Augmented reality (AR), a technology that superimposes computer-generated images on top of real-world views, is gaining traction as a useful training tool across a wide variety of employee roles, particularly where simulation, training, and skills development are needed.
AR has taken hold in industries including automotive, education, aviation and military, and wherever industrial maintenance is required.
"Training is one of the original usages that researchers pursued in augmented reality,’’ explains Ronald Azuma, who leads the User Experience Research (UXR) group at Intel Labs, because the technology "might make instructions easier to understand by displaying them directly over the real-world objects that require manipulation, thus removing the cognitive load and ambiguity in spatially transforming directions from traditional media, like manuals, text, images and videos, into the situation at hand."
Azuma says AR has the greatest use-potential in 3D tasks such as medical applications and the maintenance and assembly of complex equipment.
People who use AR tools for training have often reported they are better engaged with a process if information that is specific and useful is presented to them for consideration, observers say.
AR differs from virtual reality (VR) in that it superimposes a computer-generated image over something real-world in real time, blending the virtual and the actual. In contrast, VR is an experience in a completely computer-generated virtual environment.
While it has been around for a while, AR hasn’t quite become a disruptive technology just yet, observes Tuong Huy Nguyen, a principal research analyst at Gartner. "The impact and potential are there. In the last 12 or maybe 18 months, we’ve definitely seen more and more interest coming from enterprises to use it as a tool to do things like increase productivity and decrease safety risk, as well as training."
Developer investment in augmented reality applications of all types is on the rise and expected to exceed $2.5 billion in 2018, according to ABI Research, as it becomes a more common part of mobile experiences.
With the success and popularity of consumer-oriented GPS and location-based services, "enterprises started taking note that this is an interesting technology that can deliver real-time [information] in an interesting, relevant way," Nguyen says.
For example, the U.S. Army is looking to incorporate more virtual environments, augmented reality tools, and gaming into training as preparation of troops for major field exercises.
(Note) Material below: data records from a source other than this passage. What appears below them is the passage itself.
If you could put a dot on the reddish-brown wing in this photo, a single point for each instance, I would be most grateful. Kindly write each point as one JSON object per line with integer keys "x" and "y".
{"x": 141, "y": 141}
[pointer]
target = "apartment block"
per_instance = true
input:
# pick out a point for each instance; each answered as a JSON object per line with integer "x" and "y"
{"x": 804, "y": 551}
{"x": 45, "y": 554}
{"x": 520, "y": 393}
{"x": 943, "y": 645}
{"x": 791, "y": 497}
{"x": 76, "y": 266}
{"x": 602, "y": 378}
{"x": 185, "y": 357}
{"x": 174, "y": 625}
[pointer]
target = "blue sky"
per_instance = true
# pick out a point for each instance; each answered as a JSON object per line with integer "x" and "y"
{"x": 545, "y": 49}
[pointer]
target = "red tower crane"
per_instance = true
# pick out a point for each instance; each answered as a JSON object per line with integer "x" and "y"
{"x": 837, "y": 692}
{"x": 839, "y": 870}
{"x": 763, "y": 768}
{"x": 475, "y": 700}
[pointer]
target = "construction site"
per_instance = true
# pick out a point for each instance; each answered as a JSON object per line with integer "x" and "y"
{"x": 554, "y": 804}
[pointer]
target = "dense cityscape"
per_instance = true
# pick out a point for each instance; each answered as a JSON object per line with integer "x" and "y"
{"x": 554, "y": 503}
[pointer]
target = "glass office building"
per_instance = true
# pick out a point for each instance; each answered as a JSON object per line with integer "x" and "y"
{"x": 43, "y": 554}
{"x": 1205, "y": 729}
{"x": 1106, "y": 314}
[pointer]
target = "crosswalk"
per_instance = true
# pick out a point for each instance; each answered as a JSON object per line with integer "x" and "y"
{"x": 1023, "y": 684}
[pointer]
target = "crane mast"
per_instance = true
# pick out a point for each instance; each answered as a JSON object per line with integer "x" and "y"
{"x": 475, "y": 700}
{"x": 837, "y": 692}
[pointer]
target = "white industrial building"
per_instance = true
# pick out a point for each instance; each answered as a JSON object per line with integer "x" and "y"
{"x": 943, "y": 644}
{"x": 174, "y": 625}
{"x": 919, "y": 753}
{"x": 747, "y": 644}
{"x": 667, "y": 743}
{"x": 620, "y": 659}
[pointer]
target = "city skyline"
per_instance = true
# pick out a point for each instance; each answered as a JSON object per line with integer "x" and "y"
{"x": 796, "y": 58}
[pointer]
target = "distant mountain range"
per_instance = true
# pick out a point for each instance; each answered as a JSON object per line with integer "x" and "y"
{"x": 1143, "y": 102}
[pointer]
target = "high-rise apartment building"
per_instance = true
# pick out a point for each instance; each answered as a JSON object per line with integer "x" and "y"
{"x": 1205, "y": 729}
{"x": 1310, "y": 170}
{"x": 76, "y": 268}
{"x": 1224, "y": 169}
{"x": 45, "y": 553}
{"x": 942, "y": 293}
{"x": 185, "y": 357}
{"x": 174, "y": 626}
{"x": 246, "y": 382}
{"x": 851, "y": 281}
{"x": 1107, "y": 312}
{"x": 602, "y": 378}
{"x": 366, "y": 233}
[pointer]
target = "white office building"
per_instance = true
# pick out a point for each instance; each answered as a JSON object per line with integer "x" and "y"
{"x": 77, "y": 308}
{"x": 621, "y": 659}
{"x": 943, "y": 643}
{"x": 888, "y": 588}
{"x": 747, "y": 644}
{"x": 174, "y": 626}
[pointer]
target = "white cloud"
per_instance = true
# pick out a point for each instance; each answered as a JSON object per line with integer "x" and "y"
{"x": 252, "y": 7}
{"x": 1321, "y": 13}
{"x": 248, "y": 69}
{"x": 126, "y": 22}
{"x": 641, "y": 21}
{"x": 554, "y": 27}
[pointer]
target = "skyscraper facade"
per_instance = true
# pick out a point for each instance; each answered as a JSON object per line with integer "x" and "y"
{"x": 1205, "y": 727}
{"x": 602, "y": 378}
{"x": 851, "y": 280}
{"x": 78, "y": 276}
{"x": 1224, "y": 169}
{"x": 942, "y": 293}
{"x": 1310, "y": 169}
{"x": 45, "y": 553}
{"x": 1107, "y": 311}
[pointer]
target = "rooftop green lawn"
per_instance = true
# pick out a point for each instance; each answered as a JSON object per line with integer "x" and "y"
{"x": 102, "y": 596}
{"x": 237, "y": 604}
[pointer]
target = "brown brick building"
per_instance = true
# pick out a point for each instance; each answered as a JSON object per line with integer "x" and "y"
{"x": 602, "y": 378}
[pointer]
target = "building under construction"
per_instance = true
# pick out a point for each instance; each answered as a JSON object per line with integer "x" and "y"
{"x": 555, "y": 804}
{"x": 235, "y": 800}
The Army Contracting Command in January issued a "Sources Sought" notice requesting information from companies with demonstrated, mature technologies for military training at home bases, including augmented reality tools that could be used by individual soldiers or units smaller than a company (less than 80 soldiers).
Budget constraints have led the military to explore greater use of virtual environments for training, prompting officials to look for simulation solutions. AR is also being used in more "complex situational awareness systems encompassing features such as friend/foe identification, multiple sensory interfaces, location intelligence and interactive battlefield medical support," according to the report "Augmented Reality in the Battlefield 2012 – 2016" by research and consulting firm Mind Commerce.
At Volkswagen, technicians use an AR display system for service information that gives them a better view of the parts (and their positions) inside vehicles, like its hybrid concept car XL1. Using a system called MARTA (Mobile Augmented Reality Technical Assistance) from Metaio, individual parts inside the vehicle are now labeled with text and clear work instructions. In the past, Volkswagen has also used projective AR to create what officials have called a "virtual x-ray vision" for service teams worldwide to see hidden components and structures inside vehicles.
AR is expanding to other types of training as well. At Sheffield Hallam University in the U.K., AR is being used to teach nurse and midwife trainees about empathy and compassion for patients. Computer-generated images of a patient are superimposed onto training mannequins on an iPad to create a "real" patient experience, the university says. Other types of AR training at the university include a simulated operating room and laser technology.
Another added value of augmented reality is the ability to change augmentations in real time, notes David Marimon, CEO of Catchoom, which has an AR image recognition product called CraftAR. Even in remote situations, for example, a trainer can provide timely feedback to a trainee by giving virtual pointers to where and how they should be performing a certain task, he says.
In training, the key to successful repetition depends on visualization of the required task, says Marimon. With virtual reality, the training is limited to a simulated environment, which Marimon says in some cases can be very effective. "However, augmented reality allows the user to feel the exact real environment where the task has to be performed or repeated in the future."
Esther Shein is a freelance technology and business writer based in the Boston area.